John Paulson has a problem—his own investors.
As long as it’s his problem, it could be a problem for all of us as well. Let me note that I have never met Paulson, but I certainly admire his skill at navigating the markets in 2008 and before then. Unfortunately, in 2009 and 2010, lots of other investors also admired his skills. His funds ballooned with new capital that he deployed into sizable positions in a number of companies—particularly a handful of gold stocks. This was all great on the upside, now his investors are disappointed with his recent performance, and they want their money back. To give them back capital, he has to sell something. The problem is that he has a number of concentrated positions, if he sells, the prices will collapse and his performance will again suffer which will create more redemption pressure and force him to sell more shares. It’s a vicious cycle that isn’t easily broken once it starts. It only ends when it finally runs its course. It sure is annoying to be a shareholder in anything that he owns while it is ongoing.
I had this same situation happen to me in 2008. It’s amazingly frustrating. Not only are you faced with bad performance, but your own investors are the reason for the performance. I will never forget these conversations.
INVESTOR: You’ve had incredible success during the past 5 years—that’s why I invested with you. Now you’re down for 2 quarters in a row and I want all my money back.
ME: So you gave me money last year because I had a great 5-year record, but now you want to redeem me because of 6 months of statistically random noise in the markets?
INVESTOR: Pretty much… My accountant will tell you where to send my money.
ME: But you realize that our fund only owns about 15 positions. 5 positions make up more than half of the fund. In many instances, we own more than 10% of the shares of these companies.
INVESTOR: Not my problem, that’s for the suckers left in your fund. I want to get out BEFORE those guys see a downward spiral of redemptions pushing the prices of your positions lower.
ME: … But it’s you and a few other investors that are causing this whole downward spiral by forcing me to sell shares of illiquid companies into a market that is in collapse (remember; this is the fall of 2008).

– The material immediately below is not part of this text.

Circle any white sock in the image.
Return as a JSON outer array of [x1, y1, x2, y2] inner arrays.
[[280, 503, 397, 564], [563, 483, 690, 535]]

INVESTOR: Sorry, but if I don’t do this, someone else will do it to me. I gotta beat them. By the way, why is your performance so bad this month? For the past six months, you have been down a bit, but the market has also declined. You’ve SUBSTANTIALLY underperformed this month, that’s unusual for you.
ME: Maybe it has something to do with redemption requests that are forcing me to sell shares as a bunch of my investors try to beat each other out the door. It’s pretty obvious that we’re pressuring these share prices in order to make good on your redemption request.
INVESTOR: So, I’m the reason for the decline this month in the fund’s NAV?
ME: Yes, you and about 10 other guys.
INVESTOR: What are your biggest positions? I want to hedge them out (investor speak for he wants to short the things he knows we need to sell. He’s trying to game the fund at the disadvantage of the other investors).
ME: Sorry, I’m not disclosing anything that’s not already in our public filings.
INVESTOR: Well, I need to find a way to get out before my own redemption hurts the value of my investment.
ME: You realize that if you just sit tight, everything will be fine.
INVESTOR: …but if everyone else gets out and I don’t, I’ll get fired. Good luck. Nothing personal….
There’s a reason that I no longer accept new investors in my fund. After 2008, I simply had enough of my investors trying to harm other investors through their actions. When your numbers are good, you get a lot of performance hogs, when times are tough, those same investors are the first to leave—but when they leave, it’s a nightmare because they all go at the same time.
Paulson will continue to make denials, but I’m sure he’s facing redemptions. At the end of 2011, a number of his larger positions were heavily pressured into year end. The same thing is happening at the end of this quarter. Guys want out, and he’s forced to sell things that he doesn’t want to sell. If you own these positions, it’s frustrating. You can buy the bargains caused by this selling, but in three months, the whole cycle may start again. Even worse, there are guys with the inside details of who’s redeeming what and what will get sold. These guys are actively shorting these shares. They’re trying to force them lower. They’re trying to hurt Paulson’s performance and get the holders in the funds to redeem. Then they can cover on the cheap. At the very least, these guys want to short out their exposure to the more illiquid positions that Paulson owns. This cycle can go on for quite a few more quarters.
You can count on guys shorting Paulson’s book. Until the redemptions end, you will see continued selling pressure. Be careful owning companies with big potential overhangs. Also remember, forced selling creates opportunities.